Welche Fähigkeiten sind am wertvollsten?#
Am wertvollsten sind: KI/ML, Cybersicherheit, Cloud, KI-Integration, Prompt Engineering. ChatGPT und Copilot sind jetzt Grundwissen.
Wie kann man die Produktivität mit KI steigern?#
Das hängt von der Aufgabe und der Codebasis ab, von echter Beschleunigung bis zur Verlangsamung in Code, den das Modell nicht versteht. Die veröffentlichten Messungen ergeben keine einheitliche Zahl, deshalb nennen wir hier keine. Copilot für Code, ChatGPT für Dokumentation, und die Ersparnis messen Sie im eigenen Stack.

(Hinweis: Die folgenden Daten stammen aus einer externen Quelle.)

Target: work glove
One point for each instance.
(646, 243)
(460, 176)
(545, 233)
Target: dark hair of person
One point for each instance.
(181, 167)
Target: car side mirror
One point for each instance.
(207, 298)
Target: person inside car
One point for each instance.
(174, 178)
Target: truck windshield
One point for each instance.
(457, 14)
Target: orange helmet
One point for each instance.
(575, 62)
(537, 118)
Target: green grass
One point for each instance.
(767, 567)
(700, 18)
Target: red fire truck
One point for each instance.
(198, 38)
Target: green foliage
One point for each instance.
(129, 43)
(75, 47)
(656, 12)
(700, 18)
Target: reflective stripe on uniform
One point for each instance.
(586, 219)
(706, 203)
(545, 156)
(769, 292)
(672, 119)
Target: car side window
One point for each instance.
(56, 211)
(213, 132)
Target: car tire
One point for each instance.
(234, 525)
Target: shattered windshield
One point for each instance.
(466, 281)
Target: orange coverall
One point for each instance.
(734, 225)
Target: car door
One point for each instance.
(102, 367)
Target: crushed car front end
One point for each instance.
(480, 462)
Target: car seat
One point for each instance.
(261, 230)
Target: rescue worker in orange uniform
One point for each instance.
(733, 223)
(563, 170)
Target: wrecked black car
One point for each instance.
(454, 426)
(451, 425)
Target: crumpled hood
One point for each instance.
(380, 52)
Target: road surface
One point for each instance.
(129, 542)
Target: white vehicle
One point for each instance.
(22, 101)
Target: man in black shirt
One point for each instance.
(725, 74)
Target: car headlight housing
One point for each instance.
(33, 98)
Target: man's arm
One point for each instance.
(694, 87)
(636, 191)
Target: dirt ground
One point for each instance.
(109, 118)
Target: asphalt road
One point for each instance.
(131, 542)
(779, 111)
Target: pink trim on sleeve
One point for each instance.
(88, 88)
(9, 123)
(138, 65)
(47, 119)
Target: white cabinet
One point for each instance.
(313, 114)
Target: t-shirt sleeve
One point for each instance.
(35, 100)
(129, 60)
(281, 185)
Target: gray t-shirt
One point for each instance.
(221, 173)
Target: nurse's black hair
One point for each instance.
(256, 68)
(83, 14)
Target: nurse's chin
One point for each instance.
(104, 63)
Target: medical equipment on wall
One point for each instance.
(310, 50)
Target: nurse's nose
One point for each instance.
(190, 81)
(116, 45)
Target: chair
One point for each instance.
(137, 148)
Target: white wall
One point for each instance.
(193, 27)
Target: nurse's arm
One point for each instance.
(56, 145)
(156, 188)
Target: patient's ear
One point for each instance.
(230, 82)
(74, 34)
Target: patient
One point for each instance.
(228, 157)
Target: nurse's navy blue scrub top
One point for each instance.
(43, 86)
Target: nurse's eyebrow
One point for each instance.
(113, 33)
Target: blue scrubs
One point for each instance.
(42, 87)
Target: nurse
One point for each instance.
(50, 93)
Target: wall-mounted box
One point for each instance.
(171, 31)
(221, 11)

Welche IT-Bereiche sind am meisten gefährdet?#
Gefährdet: einfache Backend-Rollen, manuelle Tests, Support Level 1-2. Sicher: Security, DevOps, Architektur, KI/ML, Cloud.
Lohnt es sich, in KI-Kenntnisse zu investieren?#
Definitiv. Spezialisten, die KI mit traditionellen Fähigkeiten kombinieren, sind am meisten gefragt. Der Produktivitätsgewinn lässt sich allerdings nicht auf eine Zahl bringen, er hängt von der Aufgabe und der Qualität der Codebasis ab.
Wie viel verdient ein KI-Ingenieur in Polen?#
No Fluff Jobs nennt im Report „Rynek pracy IT w Polsce 2025/2026“ für Junior-KI-Rollen 12.200 bis 18.000 PLN netto auf B2B (10.200 bis 12.500 PLN brutto im Angestelltenverhältnis) und für die gesamte KI-Kategorie 20.000 bis 28.000 PLN netto auf B2B. Am besten bezahlt ist Architektur mit einer oberen Median-Spanne von 32.760 PLN. Die Steigerungen 2025 entfielen vor allem auf B2B-Verträge, angeführt von DevOps und Security.